Level 1:  Observable inputs, such as quoted prices in active markets for identical assets or liabilities.

Level 2:  Inputs other than quoted prices that are observable for the asset or liability, either directly or indirectly; these include quoted prices for similar assets or liabilities in active markets and quoted prices for identical or similar assets or liabilities in markets that are not active.

Level 3:  Unobservable inputs that reflect the reporting entity’s own assumptions.

Assessment of the significance of a particular input to the fair value measurement requires judgment and may affect the valuation of financial assets and financial liabilities and their placement within the fair value hierarchy.
(A) Available-for-Sale Securities include securities that are traded in active markets and securities that are not traded publicly. The securities traded in active markets are valued using the quoted principal market close prices that are provided by the trustees and are categorized in Level 1 in the fair value hierarchy.

(B) Derivatives – Energy Related Assets and Liabilities are traded in both exchange-based and non-exchange-based markets. Exchange-based contracts are valued using unadjusted quoted market sources in active markets and are categorized in Level 1 in the fair value hierarchy. Certain non-exchange-based contracts are valued using indicative price quotations available through brokers or over-the-counter, on-line exchanges and are categorized in Level 2. These price quotations reflect the average of the bid-ask mid-point prices and are obtained from sources that management believes provide the most liquid market. Management reviews and corroborates the price quotations with at least one additional source to ensure the prices are observable market information, which includes consideration of actual transaction volumes, market delivery points, bid-ask spreads and contract duration. For non-exchange-based derivatives that trade in less liquid markets with limited pricing information, model inputs generally would include both observable and unobservable inputs. In instances where observable data is unavailable, management considers the assumptions that market participants would use in valuing the asset or liability. This includes assumptions about market risks such as liquidity, volatility and contract duration. Such instruments are categorized in Level 3 in the fair value hierarchy as the model inputs generally are not observable.

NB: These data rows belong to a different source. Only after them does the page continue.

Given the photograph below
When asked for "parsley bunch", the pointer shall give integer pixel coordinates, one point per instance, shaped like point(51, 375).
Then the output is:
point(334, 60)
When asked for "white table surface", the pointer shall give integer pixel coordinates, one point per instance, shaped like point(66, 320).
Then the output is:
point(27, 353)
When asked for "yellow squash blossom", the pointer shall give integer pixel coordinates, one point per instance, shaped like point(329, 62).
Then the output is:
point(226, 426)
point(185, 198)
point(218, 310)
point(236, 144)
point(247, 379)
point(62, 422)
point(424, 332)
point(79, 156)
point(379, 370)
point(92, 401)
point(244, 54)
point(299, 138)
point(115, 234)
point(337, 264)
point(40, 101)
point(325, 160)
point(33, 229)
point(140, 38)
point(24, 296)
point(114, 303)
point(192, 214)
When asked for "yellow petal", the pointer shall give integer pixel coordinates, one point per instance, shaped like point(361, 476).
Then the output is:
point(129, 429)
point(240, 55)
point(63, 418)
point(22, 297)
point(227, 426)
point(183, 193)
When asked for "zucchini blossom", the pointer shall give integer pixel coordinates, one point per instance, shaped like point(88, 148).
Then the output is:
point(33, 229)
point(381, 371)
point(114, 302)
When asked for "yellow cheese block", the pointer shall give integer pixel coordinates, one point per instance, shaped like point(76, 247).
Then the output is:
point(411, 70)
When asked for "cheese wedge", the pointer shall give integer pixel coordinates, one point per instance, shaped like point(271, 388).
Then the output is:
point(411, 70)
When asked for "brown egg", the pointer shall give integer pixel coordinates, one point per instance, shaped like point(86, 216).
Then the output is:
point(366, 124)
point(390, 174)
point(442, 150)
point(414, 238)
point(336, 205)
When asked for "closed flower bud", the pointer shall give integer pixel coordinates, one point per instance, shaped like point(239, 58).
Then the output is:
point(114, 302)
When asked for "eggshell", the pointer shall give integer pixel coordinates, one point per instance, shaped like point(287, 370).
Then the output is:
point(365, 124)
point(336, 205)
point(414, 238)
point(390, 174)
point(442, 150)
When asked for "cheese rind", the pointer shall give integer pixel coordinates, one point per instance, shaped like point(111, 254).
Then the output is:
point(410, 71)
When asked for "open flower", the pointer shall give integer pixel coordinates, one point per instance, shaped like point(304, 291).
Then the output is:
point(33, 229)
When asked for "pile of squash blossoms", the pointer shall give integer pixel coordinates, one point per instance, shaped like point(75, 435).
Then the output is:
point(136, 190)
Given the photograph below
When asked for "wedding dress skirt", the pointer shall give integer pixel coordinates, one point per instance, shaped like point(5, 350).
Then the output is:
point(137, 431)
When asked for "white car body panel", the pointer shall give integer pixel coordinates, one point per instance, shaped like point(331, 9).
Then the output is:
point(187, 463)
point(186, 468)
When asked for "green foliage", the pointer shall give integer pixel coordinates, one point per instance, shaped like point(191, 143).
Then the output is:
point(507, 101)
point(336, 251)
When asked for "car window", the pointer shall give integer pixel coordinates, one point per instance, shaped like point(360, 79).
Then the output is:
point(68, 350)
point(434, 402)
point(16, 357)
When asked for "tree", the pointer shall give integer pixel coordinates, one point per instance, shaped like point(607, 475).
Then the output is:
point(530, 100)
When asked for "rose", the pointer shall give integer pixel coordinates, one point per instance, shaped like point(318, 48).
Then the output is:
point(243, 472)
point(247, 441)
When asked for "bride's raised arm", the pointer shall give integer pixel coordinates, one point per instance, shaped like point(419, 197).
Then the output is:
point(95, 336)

Management uses the discounted cash flow model to value Level 3 physical and financial forward contracts, which calculates mark-to-market valuations based on forward market prices, original transaction prices, volumes, risk-free rate of return and credit spreads. Inputs to the valuation model are reviewed and revised as needed, based on historical information, updated market data, market liquidity and relationships, and changes in third party pricing sources. The validity of the mark-to-market valuations and changes in these values from period to period are examined and qualified against historical expectations by the risk management function. If any discrepancies are identified during this process, the mark-to-market valuations or the market pricing information is evaluated further and adjusted, if necessary.
(C) Derivatives-Other – Derivative instruments that are used to limit our exposure to changes in interest rates on variable-rate, long-term debt are valued using quoted prices on commonly quoted intervals, which are interpolated for periods different than the quoted intervals, as inputs to a market valuation model. Market inputs can generally be verified and model selection does not involve significant management judgment, as a result, these instruments are categorized in Level 2 in the fair value hierarchy.